Eagle Asset Management | Fixed Income Investment Team

As stimulus programs expire, Fed activity bears watching


The COVID-19 economy and financial markets are being influenced by behavioral changes and monetary and fiscal stimulus. The former affects the level of real economic activity, while the latter influences asset prices. In the next few quarters, we believe the Federal Reserve’s (Fed) support of credit and interest rates will lead to an unprecedented level of liquidity in capital markets. This liquidity will continue to drive asset prices — and asset price correlations — higher. The next signpost for duration and depth of Fed monetary activity occurs at the end of the third quarter, when many programs are set to expire. We believe political and populist pushback will begin to appear in our national dialogue. While we believe fiscal programs have targeted individuals to good effect, the majority of the policy support measures have targeted markets and financial assets.

Of particular concern is the Fed’s execution of individual bond purchases. While broad support of the credit markets was necessary in March when financial conditions collapsed, targeting individual issuers carries even more moral hazard than actions already taken. Within the BBB-rated bond sector, the largest component of the investment-grade universe, credit matrices are widely disparate. Spreads during COVID-19 reflect this reality. Investors should be mindful that with record bond issuance on an already leveraged corporate sector, Fed liquidity support will not make insolvent enterprises viable. Credit research and selection is critical.

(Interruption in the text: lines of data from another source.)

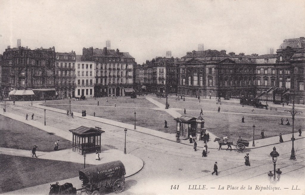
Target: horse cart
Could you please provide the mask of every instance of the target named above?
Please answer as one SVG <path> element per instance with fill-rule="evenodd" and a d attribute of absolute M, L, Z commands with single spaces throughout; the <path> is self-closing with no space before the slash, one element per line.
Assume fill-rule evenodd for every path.
<path fill-rule="evenodd" d="M 120 161 L 89 167 L 79 171 L 83 181 L 81 194 L 99 195 L 103 187 L 112 189 L 118 193 L 123 190 L 126 174 L 124 165 Z"/>
<path fill-rule="evenodd" d="M 221 148 L 222 146 L 228 146 L 228 147 L 227 149 L 228 150 L 230 148 L 231 150 L 232 150 L 232 147 L 231 146 L 235 146 L 236 148 L 236 150 L 237 152 L 243 152 L 246 150 L 246 147 L 249 146 L 249 142 L 245 139 L 242 139 L 238 141 L 236 143 L 236 145 L 234 145 L 233 143 L 233 141 L 230 140 L 227 137 L 224 137 L 222 139 L 216 138 L 214 141 L 217 141 L 219 144 L 219 149 L 218 150 L 219 150 Z"/>

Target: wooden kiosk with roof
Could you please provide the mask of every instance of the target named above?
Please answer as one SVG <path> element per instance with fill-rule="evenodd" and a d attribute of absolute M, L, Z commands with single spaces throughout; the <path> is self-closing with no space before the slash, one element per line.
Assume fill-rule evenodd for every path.
<path fill-rule="evenodd" d="M 183 116 L 174 120 L 177 122 L 177 134 L 181 136 L 189 137 L 196 136 L 197 119 L 192 117 Z"/>
<path fill-rule="evenodd" d="M 84 152 L 87 154 L 95 152 L 96 150 L 101 152 L 101 135 L 105 132 L 101 128 L 81 126 L 69 131 L 73 134 L 73 151 L 82 155 Z"/>

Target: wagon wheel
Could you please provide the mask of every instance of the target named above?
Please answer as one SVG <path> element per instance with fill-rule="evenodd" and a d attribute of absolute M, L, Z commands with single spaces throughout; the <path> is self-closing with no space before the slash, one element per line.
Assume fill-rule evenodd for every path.
<path fill-rule="evenodd" d="M 93 191 L 92 193 L 91 194 L 91 195 L 99 195 L 99 191 L 96 190 Z"/>
<path fill-rule="evenodd" d="M 125 181 L 122 179 L 119 179 L 113 183 L 113 192 L 116 193 L 120 193 L 123 190 L 124 186 L 125 184 Z"/>
<path fill-rule="evenodd" d="M 236 145 L 236 149 L 239 152 L 242 152 L 246 150 L 246 147 L 242 143 L 239 143 Z"/>

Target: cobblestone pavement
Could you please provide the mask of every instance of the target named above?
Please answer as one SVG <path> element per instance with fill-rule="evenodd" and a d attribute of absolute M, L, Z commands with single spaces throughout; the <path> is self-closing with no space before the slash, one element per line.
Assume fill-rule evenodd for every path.
<path fill-rule="evenodd" d="M 27 102 L 13 106 L 9 103 L 7 104 L 7 110 L 23 117 L 26 113 L 34 113 L 38 117 L 38 121 L 42 124 L 44 121 L 43 111 L 29 106 L 29 104 Z M 106 132 L 102 135 L 102 143 L 124 150 L 125 135 L 122 128 L 79 117 L 71 119 L 63 114 L 51 111 L 47 114 L 47 117 L 48 125 L 66 131 L 81 125 L 102 127 Z M 142 159 L 144 165 L 139 172 L 126 179 L 125 189 L 120 194 L 236 194 L 237 191 L 218 190 L 219 185 L 223 186 L 225 189 L 228 185 L 240 187 L 243 185 L 247 188 L 249 185 L 254 188 L 257 185 L 271 185 L 283 188 L 280 193 L 266 190 L 261 191 L 253 190 L 247 192 L 249 194 L 268 193 L 297 194 L 305 192 L 303 179 L 305 176 L 305 163 L 303 160 L 305 156 L 304 139 L 295 142 L 297 161 L 289 160 L 291 142 L 288 142 L 248 150 L 251 164 L 250 167 L 244 164 L 245 153 L 236 151 L 210 149 L 207 157 L 203 157 L 201 148 L 195 152 L 191 146 L 140 132 L 129 130 L 126 139 L 127 153 Z M 277 168 L 281 168 L 283 172 L 281 180 L 277 184 L 270 183 L 267 175 L 269 171 L 273 169 L 270 153 L 274 146 L 276 147 L 280 155 L 277 162 Z M 219 175 L 217 176 L 211 174 L 215 161 L 217 162 L 218 167 Z M 176 189 L 179 185 L 178 189 L 170 190 L 175 185 Z M 194 188 L 193 185 L 197 185 L 195 188 L 198 188 L 199 185 L 202 185 L 202 185 L 206 185 L 205 187 L 208 190 L 188 190 Z M 292 190 L 293 185 L 295 187 L 298 185 L 301 190 Z M 101 194 L 114 194 L 103 191 Z"/>

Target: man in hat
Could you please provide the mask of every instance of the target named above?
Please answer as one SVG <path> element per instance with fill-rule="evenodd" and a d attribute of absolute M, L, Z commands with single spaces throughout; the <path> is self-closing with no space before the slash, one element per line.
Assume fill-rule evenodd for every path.
<path fill-rule="evenodd" d="M 214 165 L 214 172 L 212 173 L 212 175 L 214 174 L 214 173 L 216 173 L 216 175 L 218 175 L 218 172 L 217 172 L 217 169 L 218 168 L 217 167 L 217 162 L 215 162 L 215 164 Z"/>
<path fill-rule="evenodd" d="M 55 142 L 55 146 L 54 147 L 54 150 L 56 151 L 58 150 L 58 141 L 59 139 L 57 139 L 57 141 Z"/>
<path fill-rule="evenodd" d="M 33 154 L 32 156 L 32 157 L 34 157 L 34 155 L 35 155 L 35 157 L 36 158 L 38 157 L 36 156 L 36 148 L 38 147 L 37 146 L 35 145 L 34 146 L 34 147 L 33 147 L 33 149 L 32 149 L 32 153 Z"/>
<path fill-rule="evenodd" d="M 262 132 L 260 132 L 260 135 L 262 135 L 262 139 L 264 139 L 265 138 L 265 135 L 264 135 L 264 132 L 262 130 Z"/>
<path fill-rule="evenodd" d="M 164 128 L 167 128 L 167 121 L 164 120 Z"/>

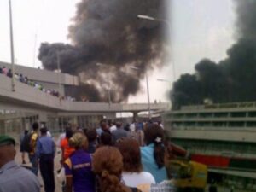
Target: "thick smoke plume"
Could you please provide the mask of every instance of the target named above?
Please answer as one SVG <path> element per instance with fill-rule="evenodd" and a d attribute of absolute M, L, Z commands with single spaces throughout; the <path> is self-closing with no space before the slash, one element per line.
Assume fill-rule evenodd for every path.
<path fill-rule="evenodd" d="M 82 0 L 69 26 L 72 44 L 42 44 L 38 58 L 55 70 L 58 55 L 61 71 L 79 76 L 84 85 L 70 91 L 74 95 L 106 101 L 110 86 L 112 101 L 126 101 L 140 90 L 146 70 L 163 63 L 164 24 L 137 16 L 165 19 L 166 1 Z"/>
<path fill-rule="evenodd" d="M 171 93 L 173 108 L 182 105 L 256 101 L 256 1 L 235 0 L 237 42 L 228 57 L 215 63 L 203 59 L 195 74 L 183 74 Z M 218 49 L 218 48 L 216 48 Z"/>

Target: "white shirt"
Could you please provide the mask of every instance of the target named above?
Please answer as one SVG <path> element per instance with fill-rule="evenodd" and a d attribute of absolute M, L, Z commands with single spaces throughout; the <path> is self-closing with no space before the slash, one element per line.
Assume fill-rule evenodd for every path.
<path fill-rule="evenodd" d="M 113 131 L 116 130 L 116 125 L 113 125 L 109 129 L 110 129 L 110 132 L 113 132 Z"/>
<path fill-rule="evenodd" d="M 150 172 L 123 172 L 122 179 L 128 187 L 136 188 L 140 184 L 154 184 L 155 180 Z"/>
<path fill-rule="evenodd" d="M 61 142 L 62 139 L 64 139 L 66 137 L 66 133 L 61 133 L 57 140 L 56 145 L 61 148 Z"/>

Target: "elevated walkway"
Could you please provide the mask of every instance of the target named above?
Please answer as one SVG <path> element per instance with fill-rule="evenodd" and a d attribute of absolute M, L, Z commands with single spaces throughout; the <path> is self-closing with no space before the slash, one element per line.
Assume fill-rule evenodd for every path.
<path fill-rule="evenodd" d="M 104 102 L 83 102 L 62 100 L 41 91 L 35 87 L 15 81 L 12 91 L 11 79 L 0 74 L 0 108 L 26 111 L 47 111 L 53 113 L 102 113 L 131 112 L 148 110 L 147 103 L 121 104 Z M 151 103 L 151 110 L 170 109 L 170 103 Z"/>

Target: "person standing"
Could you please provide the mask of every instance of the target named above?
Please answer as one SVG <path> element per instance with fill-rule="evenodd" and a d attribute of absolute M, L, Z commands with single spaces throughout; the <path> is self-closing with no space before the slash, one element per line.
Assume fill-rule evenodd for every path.
<path fill-rule="evenodd" d="M 167 179 L 165 167 L 164 131 L 157 125 L 150 125 L 145 130 L 145 147 L 141 147 L 144 172 L 150 172 L 156 183 Z"/>
<path fill-rule="evenodd" d="M 39 192 L 38 177 L 15 162 L 15 141 L 0 136 L 0 192 Z"/>
<path fill-rule="evenodd" d="M 38 139 L 38 129 L 39 125 L 38 122 L 34 122 L 32 125 L 32 131 L 30 136 L 30 152 L 29 152 L 29 160 L 32 164 L 32 172 L 38 176 L 38 162 L 36 156 L 36 148 L 37 148 L 37 141 Z"/>
<path fill-rule="evenodd" d="M 116 143 L 122 137 L 127 137 L 128 132 L 122 128 L 120 122 L 116 123 L 116 130 L 112 132 L 113 142 Z"/>
<path fill-rule="evenodd" d="M 155 183 L 151 173 L 143 172 L 140 146 L 135 139 L 125 138 L 116 144 L 123 156 L 122 179 L 128 187 Z"/>
<path fill-rule="evenodd" d="M 54 176 L 54 158 L 55 144 L 53 139 L 47 136 L 47 128 L 40 129 L 41 137 L 37 142 L 36 155 L 39 160 L 39 167 L 43 177 L 45 192 L 54 192 L 55 189 Z"/>
<path fill-rule="evenodd" d="M 25 150 L 24 142 L 27 137 L 29 137 L 28 130 L 25 130 L 24 133 L 20 136 L 20 151 L 21 153 L 22 164 L 26 164 L 26 162 L 25 160 L 26 150 Z"/>
<path fill-rule="evenodd" d="M 75 151 L 64 162 L 66 192 L 95 192 L 95 176 L 91 155 L 86 152 L 86 137 L 77 132 L 69 139 L 69 144 Z"/>

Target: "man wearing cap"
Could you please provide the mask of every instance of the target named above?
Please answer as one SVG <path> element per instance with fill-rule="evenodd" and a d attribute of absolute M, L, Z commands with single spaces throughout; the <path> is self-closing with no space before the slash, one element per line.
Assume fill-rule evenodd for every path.
<path fill-rule="evenodd" d="M 45 192 L 55 190 L 54 174 L 54 158 L 55 144 L 53 139 L 47 136 L 47 128 L 40 129 L 41 137 L 37 142 L 36 156 L 39 159 L 39 167 L 44 183 Z"/>
<path fill-rule="evenodd" d="M 15 141 L 0 136 L 0 192 L 39 192 L 38 177 L 15 162 Z"/>

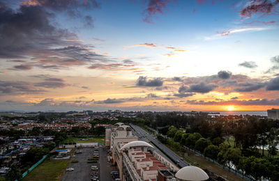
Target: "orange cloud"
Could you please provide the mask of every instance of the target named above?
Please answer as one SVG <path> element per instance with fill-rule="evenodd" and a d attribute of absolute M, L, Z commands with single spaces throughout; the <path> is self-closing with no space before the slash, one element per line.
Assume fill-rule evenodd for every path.
<path fill-rule="evenodd" d="M 186 52 L 186 50 L 185 50 L 185 49 L 174 49 L 174 51 L 176 51 L 176 52 Z"/>

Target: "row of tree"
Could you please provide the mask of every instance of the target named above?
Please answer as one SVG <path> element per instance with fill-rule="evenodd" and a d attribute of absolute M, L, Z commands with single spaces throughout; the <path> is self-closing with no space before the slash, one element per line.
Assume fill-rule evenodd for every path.
<path fill-rule="evenodd" d="M 157 137 L 162 143 L 172 145 L 176 148 L 183 145 L 195 149 L 204 156 L 251 175 L 256 180 L 266 178 L 279 180 L 278 159 L 261 157 L 258 152 L 257 155 L 255 154 L 257 152 L 253 150 L 233 148 L 220 137 L 211 140 L 204 138 L 199 133 L 185 133 L 174 126 L 168 127 L 168 132 L 165 136 L 158 135 Z"/>

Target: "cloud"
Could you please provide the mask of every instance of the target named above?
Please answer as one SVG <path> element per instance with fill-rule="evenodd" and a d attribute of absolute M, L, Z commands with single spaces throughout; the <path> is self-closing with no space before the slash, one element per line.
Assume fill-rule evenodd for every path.
<path fill-rule="evenodd" d="M 266 90 L 279 90 L 279 77 L 267 83 Z"/>
<path fill-rule="evenodd" d="M 243 63 L 239 63 L 239 65 L 248 68 L 255 68 L 257 67 L 255 61 L 245 61 Z"/>
<path fill-rule="evenodd" d="M 125 100 L 123 99 L 110 99 L 108 98 L 105 100 L 99 100 L 95 101 L 94 104 L 116 104 L 116 103 L 122 103 L 124 102 Z"/>
<path fill-rule="evenodd" d="M 195 93 L 175 93 L 174 94 L 174 96 L 179 97 L 190 97 L 195 95 Z"/>
<path fill-rule="evenodd" d="M 212 35 L 211 36 L 206 36 L 204 38 L 204 40 L 213 40 L 216 39 L 223 38 L 229 35 L 239 33 L 246 31 L 261 31 L 264 30 L 270 29 L 271 27 L 244 27 L 244 28 L 239 28 L 234 29 L 228 31 L 224 31 L 222 32 L 217 31 L 216 34 Z"/>
<path fill-rule="evenodd" d="M 176 55 L 177 54 L 176 54 L 176 53 L 174 53 L 174 52 L 169 52 L 169 53 L 167 53 L 167 54 L 162 54 L 163 56 L 175 56 L 175 55 Z"/>
<path fill-rule="evenodd" d="M 264 83 L 243 83 L 239 84 L 237 86 L 241 88 L 236 88 L 234 90 L 238 92 L 252 92 L 257 90 L 266 86 Z"/>
<path fill-rule="evenodd" d="M 0 81 L 0 94 L 37 94 L 44 92 L 46 91 L 43 89 L 36 88 L 31 83 L 26 81 Z"/>
<path fill-rule="evenodd" d="M 136 63 L 133 61 L 127 62 L 125 63 L 96 63 L 88 67 L 89 69 L 94 70 L 137 70 L 139 68 L 136 68 Z"/>
<path fill-rule="evenodd" d="M 70 85 L 61 81 L 48 81 L 35 83 L 34 86 L 38 87 L 47 88 L 57 88 L 67 87 Z"/>
<path fill-rule="evenodd" d="M 214 90 L 217 85 L 215 84 L 207 84 L 206 85 L 204 82 L 201 82 L 197 84 L 192 84 L 189 87 L 185 85 L 182 85 L 179 88 L 179 93 L 207 93 Z"/>
<path fill-rule="evenodd" d="M 172 79 L 174 81 L 183 81 L 183 80 L 181 79 L 181 77 L 174 77 L 174 78 L 172 78 Z"/>
<path fill-rule="evenodd" d="M 243 106 L 264 106 L 279 105 L 279 99 L 267 100 L 256 99 L 248 100 L 228 100 L 228 101 L 204 101 L 204 100 L 187 100 L 186 104 L 198 105 L 243 105 Z"/>
<path fill-rule="evenodd" d="M 93 27 L 93 18 L 91 16 L 87 15 L 84 17 L 85 27 Z"/>
<path fill-rule="evenodd" d="M 181 49 L 174 49 L 174 51 L 176 51 L 176 52 L 186 52 L 186 50 Z"/>
<path fill-rule="evenodd" d="M 137 45 L 128 45 L 128 46 L 125 46 L 126 48 L 133 48 L 133 47 L 156 47 L 157 45 L 154 43 L 140 43 L 140 44 L 137 44 Z"/>
<path fill-rule="evenodd" d="M 266 73 L 270 73 L 273 72 L 274 70 L 279 70 L 279 56 L 276 56 L 271 58 L 271 62 L 273 65 L 271 68 L 270 68 Z"/>
<path fill-rule="evenodd" d="M 171 89 L 171 88 L 172 88 L 172 87 L 170 87 L 170 86 L 160 86 L 160 87 L 156 87 L 155 88 L 155 90 L 169 90 L 169 89 Z"/>
<path fill-rule="evenodd" d="M 145 17 L 143 22 L 146 23 L 152 23 L 152 17 L 156 13 L 163 14 L 163 10 L 166 8 L 167 3 L 170 3 L 171 0 L 148 0 L 146 9 L 144 10 Z"/>
<path fill-rule="evenodd" d="M 157 97 L 159 97 L 159 96 L 158 96 L 157 95 L 153 94 L 153 93 L 149 93 L 146 95 L 146 97 L 147 98 L 157 98 Z"/>
<path fill-rule="evenodd" d="M 32 65 L 15 65 L 13 67 L 15 69 L 21 70 L 29 70 L 32 69 Z"/>
<path fill-rule="evenodd" d="M 230 87 L 237 84 L 237 81 L 236 80 L 228 80 L 225 81 L 224 83 L 220 85 L 223 87 Z"/>
<path fill-rule="evenodd" d="M 154 78 L 147 80 L 146 77 L 140 76 L 137 80 L 136 85 L 138 86 L 158 87 L 162 86 L 164 81 L 161 78 Z"/>
<path fill-rule="evenodd" d="M 227 79 L 231 78 L 232 72 L 229 71 L 222 70 L 218 72 L 218 77 L 222 79 Z"/>
<path fill-rule="evenodd" d="M 241 16 L 245 17 L 251 17 L 253 14 L 266 15 L 275 10 L 275 6 L 279 3 L 279 1 L 254 0 L 250 1 L 250 3 L 241 10 L 240 13 Z"/>
<path fill-rule="evenodd" d="M 14 69 L 65 69 L 108 61 L 93 52 L 93 47 L 82 45 L 77 34 L 52 22 L 56 13 L 74 11 L 77 15 L 80 8 L 99 7 L 96 1 L 29 0 L 22 1 L 17 9 L 9 6 L 0 3 L 0 58 L 15 58 L 21 63 L 32 61 L 32 66 L 27 63 Z M 89 16 L 84 18 L 87 24 L 91 23 Z"/>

As the economy returns to “normal,” the most valuable data series is continuing jobless claims. Approximately 4.5 million companies applied for the Payroll Protection Plan and rehiring is a condition of that aid. How quickly labor markets can heal is key to returning to sustainable economic growth.

The 10-year U.S. Treasury has been locked in a very narrow range during this period, supported by $120 billion of monthly bond purchases from the Fed. If and when this slows, we expect a modest increase in 10-year yields. On the equity side, retail traders have emerged as the marginal buyer. It bears watching how this phenomena plays out over the coming quarters. In the meantime, our focus is on deep dives into balance sheets, free cash flow, and corporate strategy to ensure investment income expectations of interest payments or dividends are met in our portfolios.

While we collectively watch the daily developments in infection data along with treatment and vaccine research, we fully expect that we have moved past lockdowns and are moving into an “adapt, modify, monitor” phase.